DTPYE ÇEKİDÜZEN VERİLMEK İSTENİYOR
DTPye yönelik operasyonun da PKKnin sivil alanı kontrol eden siyasi bir güce dönüşmesini engellemeye dönük olduğunu savunan Yeğen, şunları ifade etti: Burada bir sorun var. PKK sivilleşmek istiyor, ama bu engellenmek isteniyor. Oysa PKKnın silah bırakmasının en önemli şartlarından birisi de siyasi alanda etkin olmasına izin verilmesi. PKK bu konuda silahların tazyikiyle elde edemediği bir takım hakları artık sivil alanı kullanarak elde edebileceği özgüveni içerisinde. DTPye yönelik son operasyonun amacının legal Kürt siyasetini tümden tasfiye etmek olduğunu düşünmüyorum. Devlet oraya kendince bir çekidüzen vermek istiyor. Ama böyle değilse de vahim bir hata yapılıyor.

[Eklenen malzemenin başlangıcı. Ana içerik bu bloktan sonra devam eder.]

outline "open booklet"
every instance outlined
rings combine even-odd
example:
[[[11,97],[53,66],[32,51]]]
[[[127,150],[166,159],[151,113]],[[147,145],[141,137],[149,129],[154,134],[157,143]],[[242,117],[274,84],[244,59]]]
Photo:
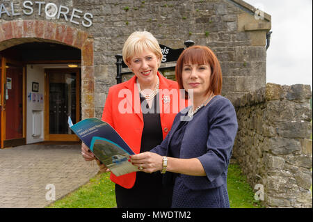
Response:
[[[90,118],[73,125],[69,116],[68,125],[95,156],[116,176],[139,171],[129,161],[129,155],[135,153],[109,123]]]

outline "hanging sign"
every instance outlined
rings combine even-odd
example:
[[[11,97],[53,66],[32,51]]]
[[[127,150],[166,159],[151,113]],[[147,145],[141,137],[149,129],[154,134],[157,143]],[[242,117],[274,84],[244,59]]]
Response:
[[[57,6],[54,3],[45,1],[24,1],[22,4],[22,10],[19,10],[13,1],[2,3],[0,4],[0,18],[2,15],[6,15],[9,17],[17,17],[22,14],[31,15],[33,14],[34,8],[37,8],[38,15],[45,17],[46,19],[56,19],[61,17],[66,21],[70,21],[77,25],[82,24],[86,28],[89,28],[93,24],[93,14],[90,13],[83,13],[82,10],[77,8],[70,10],[70,8],[65,6]],[[22,11],[22,13],[17,13]]]

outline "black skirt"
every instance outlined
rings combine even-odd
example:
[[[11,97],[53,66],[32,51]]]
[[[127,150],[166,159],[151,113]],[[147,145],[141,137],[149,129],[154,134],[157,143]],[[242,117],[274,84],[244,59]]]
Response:
[[[163,141],[160,114],[156,106],[159,95],[154,97],[151,109],[145,98],[141,97],[144,127],[141,138],[141,152],[150,151]],[[115,184],[118,208],[169,208],[172,205],[171,185],[163,185],[160,172],[146,173],[137,172],[131,189]]]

PKKNIN SİYASETE DAHİL OLMASI SAĞLANMALI
Yeğen, asıl mesainin, Kürt meselesi etrafındaki siyasetin silahın gölgesinde olmamasını nasıl sağlayacağız sorusuna harcanması gerektiğini belirterek, Kürdistan bölgesel yönetiminin de desteğiyle PKKnın militan kadrosunun 1999da olduğu gibi Türkiye sınırları dışına çekilmesi, daha sonra süreç PKKnın siyasete dönmesini mümkün kılacak güven verici bir tarzda ilerlerse silahların partiler halinde Kürdistan Bölgesel Yönetimine teslim edilmesi ve akabinde eve dönüşe imkan sağlayacak bir düzenlemenin yapılması gibi adımların PKKnın siyasete dahil olmasını mümkün kılacak bir süreci doğuracağını söyledi. Yeğen, Hükümetin yapması gereken, tabi ki Başbakanın yaptığı türden açıklamalar değil. Ortamı daha sakinleştirmeye, diyalog olmasa da, doğrudan olmayan bu müzakerenin daha ötesini sağlamaya yönelik adımlar atmak olmalıdır dedi. Son aylarda yürüyen tartışmanın seyrinden umutsuz olmadığını belirten Yeğen, CHP, MHP gibi süreci baltalaması en muhtemel aktörlerin bile kendilerinden beklenen en pes perdeden itiraz etmediklerinin altını çizdi. Yeğen, süreci baltalaması en muhtemel aktörlerin Ergenekon sürecinde etkisizleştiklerine de dikkat çekti. (Ankara/EVRENSEL)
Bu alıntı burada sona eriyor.